The Road Home: A Contemporary Exploration of the Buddhist Path
“This is not to say that the book lacks purpose, but that perhaps it takes on too much in the vastness of its overview.”
Here is Ethan Nichtern, a young teacher in the Shambhala Buddhist tradition of Chögyam Trungpa Rinpoche. Fellow Buddhist teacher, Sharon Salzberg, provides a slight introduction to this book in which she claims him as “the future of Buddhism.” He is also the author of One City: A Declaration of Interdependence (2007) and the founder of the Interdependence Project.
While one can accept him as a kind of hip explainer and apologist of Buddhism for new audiences, one hopes for more from him and for Buddhism.

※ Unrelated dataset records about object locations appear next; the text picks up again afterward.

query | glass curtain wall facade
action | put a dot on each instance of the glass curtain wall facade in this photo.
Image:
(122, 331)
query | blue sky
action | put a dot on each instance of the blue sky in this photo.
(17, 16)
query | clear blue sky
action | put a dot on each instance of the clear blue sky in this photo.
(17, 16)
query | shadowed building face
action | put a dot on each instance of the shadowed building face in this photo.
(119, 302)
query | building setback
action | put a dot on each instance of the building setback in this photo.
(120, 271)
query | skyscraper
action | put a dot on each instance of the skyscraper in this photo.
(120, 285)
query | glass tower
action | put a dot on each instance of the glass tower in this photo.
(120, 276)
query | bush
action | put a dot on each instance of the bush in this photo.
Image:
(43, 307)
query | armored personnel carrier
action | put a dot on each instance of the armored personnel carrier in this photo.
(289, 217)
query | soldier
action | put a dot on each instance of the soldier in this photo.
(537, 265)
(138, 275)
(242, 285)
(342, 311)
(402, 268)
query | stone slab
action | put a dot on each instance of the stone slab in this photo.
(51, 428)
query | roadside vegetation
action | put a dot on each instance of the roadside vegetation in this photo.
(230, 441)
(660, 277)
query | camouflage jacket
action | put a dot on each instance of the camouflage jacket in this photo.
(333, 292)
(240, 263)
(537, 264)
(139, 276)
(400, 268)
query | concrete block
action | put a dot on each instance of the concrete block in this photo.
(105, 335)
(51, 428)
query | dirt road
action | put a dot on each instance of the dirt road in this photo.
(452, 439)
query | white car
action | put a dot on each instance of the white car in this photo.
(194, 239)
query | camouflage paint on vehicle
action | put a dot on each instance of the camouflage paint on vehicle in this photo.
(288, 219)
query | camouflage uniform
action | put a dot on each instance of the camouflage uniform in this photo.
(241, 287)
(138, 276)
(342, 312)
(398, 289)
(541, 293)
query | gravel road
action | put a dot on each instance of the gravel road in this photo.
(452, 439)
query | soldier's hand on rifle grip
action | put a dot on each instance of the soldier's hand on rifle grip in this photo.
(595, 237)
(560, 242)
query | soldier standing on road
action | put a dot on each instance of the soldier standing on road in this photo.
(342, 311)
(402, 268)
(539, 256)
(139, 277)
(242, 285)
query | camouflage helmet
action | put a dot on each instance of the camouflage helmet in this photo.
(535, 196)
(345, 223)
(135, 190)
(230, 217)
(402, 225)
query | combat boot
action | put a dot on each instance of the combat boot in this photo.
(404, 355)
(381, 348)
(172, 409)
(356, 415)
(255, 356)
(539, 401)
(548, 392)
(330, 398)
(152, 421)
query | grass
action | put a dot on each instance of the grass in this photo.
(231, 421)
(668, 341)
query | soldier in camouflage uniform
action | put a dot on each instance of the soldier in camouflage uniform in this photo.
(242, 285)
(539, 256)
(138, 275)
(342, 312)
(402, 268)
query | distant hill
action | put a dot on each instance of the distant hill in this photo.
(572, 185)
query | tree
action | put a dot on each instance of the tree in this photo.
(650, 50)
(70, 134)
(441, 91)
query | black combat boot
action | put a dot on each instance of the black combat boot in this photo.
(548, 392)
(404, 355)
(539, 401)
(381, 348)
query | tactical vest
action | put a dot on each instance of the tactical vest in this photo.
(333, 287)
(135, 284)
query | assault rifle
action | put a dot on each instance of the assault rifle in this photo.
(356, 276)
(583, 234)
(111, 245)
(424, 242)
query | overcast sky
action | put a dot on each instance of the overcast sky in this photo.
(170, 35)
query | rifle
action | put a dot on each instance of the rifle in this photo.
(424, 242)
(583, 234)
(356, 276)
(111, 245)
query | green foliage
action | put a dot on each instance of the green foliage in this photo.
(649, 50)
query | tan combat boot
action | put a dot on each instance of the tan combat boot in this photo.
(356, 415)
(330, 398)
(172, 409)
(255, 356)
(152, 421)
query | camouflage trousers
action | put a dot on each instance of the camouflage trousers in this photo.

Nichtern has the formula down, and provides us with four basic sections: “The Journey of Self-Awareness,” “The Journey of Relationships,” “The Sacred Journey,” and “Society’s Journey.” Within these are the numbered lists of twelve stages of karma, the five precepts, etc. Here is a sample of his teachings:
“The Sanskrit word samsara—which traditionally represents the summation of all our confusion and destructive patters of behavior—literally means “wandering around.” The Tibetan word for a sentient being caught up in confusion—drowa—could be translated as “always on the go.” I like to think of this word as meaning “commuter.” For the standpoint of our struggle, we are wanderers, commuters addicted to a state of transit, always thinking that we will be most satisfied somewhere other than here.”
The style and tone is that of a teacher trying to explain, using a textbook yet reaching for examples to make it relevant. The tone of the book becomes dogmatic and lacks the maturity and wisdom of older teachers, say Thich Nhat Hanh or Pema Chodron or Ezra Bayda. Here’s an example of this lecturing tone:
“Promoting life stands in contrast to refraining from the negative action of mindlessly taking life, or killing. While the practical application and debate of this question often involves the consumption of mean, the question is actually much broader than that. . . . Within this contemplation, we turn our thoughts to the basic question of how our habitual aggression causes us to thoughtlessly destroy or hinder the energy of situations around us.”
Nichtern’s tone and stance thus push the reader to an awkward position. One feels outside of Buddhism looking in, rather than inside listening and gathering in. Perhaps this tone may appeal to novices as an “Introduction to Buddhism 101,” and it may prove useful, but this reader feels let down.
This is not to say that the book lacks purpose, but that perhaps it takes on too much in the vastness of its overview. One misses the presence and intimacy of the moment that it so advocates. The book is a storehouse of information and charts, followed by a welcome list of “Suggested Readings.”